En un caserío próximo a Tolosa, entre obras de la autovía próxima y los barros que producen las suelas de las grandes máquinas, nos recibe ella con una sonrisa en su cara color de manzana y un vaso de leche en cada mano. «Es de Fabiola, acabamos de ordeñarla, aún está tibia». Esos dos sorbos de leche son de leche y el principio de toda la mítica de la buena leche: la nata, el requesón, el queso de los miles de matices… Un mantel de cuadros, el chacolí en la cubeta con agua del tiempo y los dos cogotes para entrar en el horno. ¿Puede ocurrirnos algo que no sea maravilloso en casa de Naiara? Imposible. A modo de tarjeta para el recuerdo, nos trae dos botes de mermelada de fresa hecha por ella. De esa manera descubrimos que el sol también se suelta a gusto por los valles del Goyerri.
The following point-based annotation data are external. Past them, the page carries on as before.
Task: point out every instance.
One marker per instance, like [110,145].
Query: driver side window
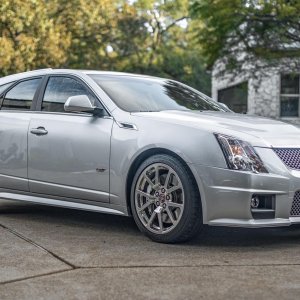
[59,89]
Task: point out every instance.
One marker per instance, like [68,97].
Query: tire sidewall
[189,197]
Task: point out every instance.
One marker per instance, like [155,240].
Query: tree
[248,32]
[28,38]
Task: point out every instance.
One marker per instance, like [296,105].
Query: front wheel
[165,200]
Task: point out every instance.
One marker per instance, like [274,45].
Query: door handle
[39,131]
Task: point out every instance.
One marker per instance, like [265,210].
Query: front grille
[290,156]
[295,210]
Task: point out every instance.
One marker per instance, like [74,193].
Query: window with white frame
[289,95]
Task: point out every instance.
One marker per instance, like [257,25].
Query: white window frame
[289,96]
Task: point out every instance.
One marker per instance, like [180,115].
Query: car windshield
[142,94]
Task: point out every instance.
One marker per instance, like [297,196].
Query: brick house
[274,92]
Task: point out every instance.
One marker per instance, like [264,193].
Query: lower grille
[290,156]
[295,210]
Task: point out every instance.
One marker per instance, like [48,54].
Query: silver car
[146,147]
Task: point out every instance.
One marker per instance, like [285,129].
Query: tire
[165,200]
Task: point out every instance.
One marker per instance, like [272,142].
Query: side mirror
[225,107]
[82,103]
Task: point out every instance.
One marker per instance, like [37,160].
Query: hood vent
[126,125]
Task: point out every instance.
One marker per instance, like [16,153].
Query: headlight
[240,155]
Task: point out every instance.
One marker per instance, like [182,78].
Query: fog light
[254,202]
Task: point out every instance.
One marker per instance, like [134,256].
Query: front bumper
[226,194]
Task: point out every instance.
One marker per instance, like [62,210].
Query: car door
[15,101]
[68,153]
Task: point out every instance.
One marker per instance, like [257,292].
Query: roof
[41,72]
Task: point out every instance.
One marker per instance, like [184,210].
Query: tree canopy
[262,30]
[142,36]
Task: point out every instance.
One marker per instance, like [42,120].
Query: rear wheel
[165,200]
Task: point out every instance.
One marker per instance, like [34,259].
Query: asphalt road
[53,253]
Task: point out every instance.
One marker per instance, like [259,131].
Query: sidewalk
[53,253]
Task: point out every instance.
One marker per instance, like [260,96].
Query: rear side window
[20,97]
[59,89]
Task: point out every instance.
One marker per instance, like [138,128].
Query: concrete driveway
[53,253]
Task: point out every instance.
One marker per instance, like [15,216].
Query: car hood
[274,133]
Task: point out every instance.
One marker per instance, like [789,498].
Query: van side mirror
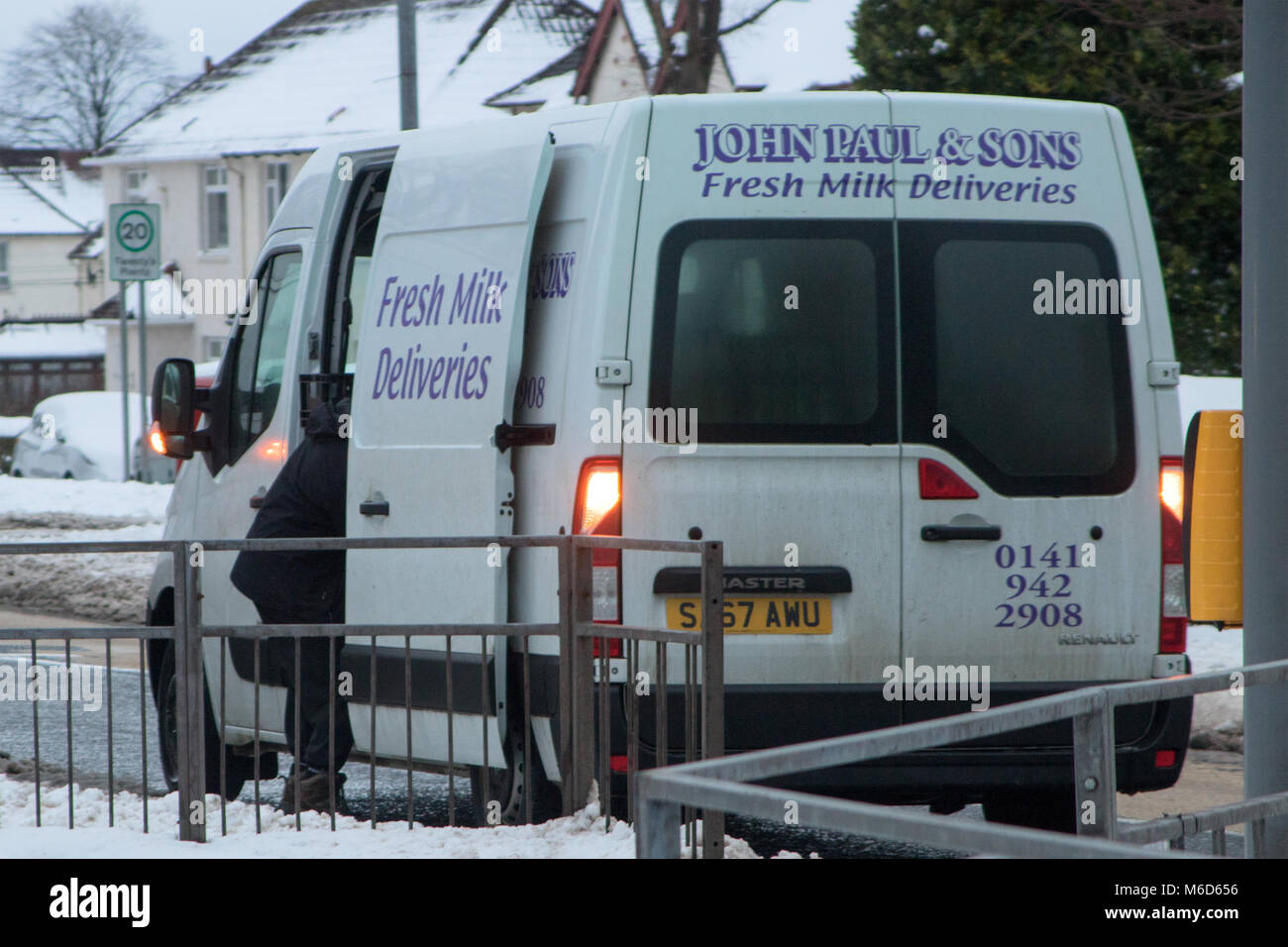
[172,394]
Nos ocurrió en el tabanco jerezano de El Pasaje, un local en el que han quedado encapsulados los años veinte del siglo pasado. El gitano, entre la penumbra de la media tarde a cubierto de la solanera, nos llama: «Está cerrado, pero ya que han entrado sin violencia…». «Estábamos curioseando… No somos de aquí». «Ya veo, ustedes son payos de Madrid p’arriba. ¿Qué quieren?”. «Bueno…». Abrió las hojas de un ventanal y la luz entró como un torrente bueno. Luego nos puso dos copas de amontillao ordeñadas de una cuba. «¿Unas almendrillas o unas rajitas de chorizo?». Se arrancó a contarnos historias de El Pasaje, que va para el siglo. Una hora más tarde salimos borrachos y felices a las calles como calderas de Jerez.
La chica del restaurante Mama Campo, con el regalo inmenso de su sonrisa, removió estos y otros muchos recuerdos dichosos del ya muy largo trajinar por comedores, terrazas y porches con olor a ajo y manchas de vino en las tarimas. Además, en este local chiquitito y mimado por la originalidad de su decoración, se comen francamente bien sus productos naturales y ecológicos. Son especiales sus carrilleras y la dorada y las planchas de verduras (los puerros uuuuhhhmm). Es toda una sorpresa. Cuesta reservar. Otro de sus camareros, simpático y acogedor, lleva coleta a lo Pablo Iglesias. Cuando la restauración va de aquella manera, da gusto comprobar que a algunos les marcha bien. Mama Campo es algo así como el Podemos de los fogones: un éxito. Seguro que en el talismán de la sonrisa de la camarera morena está parte del secreto.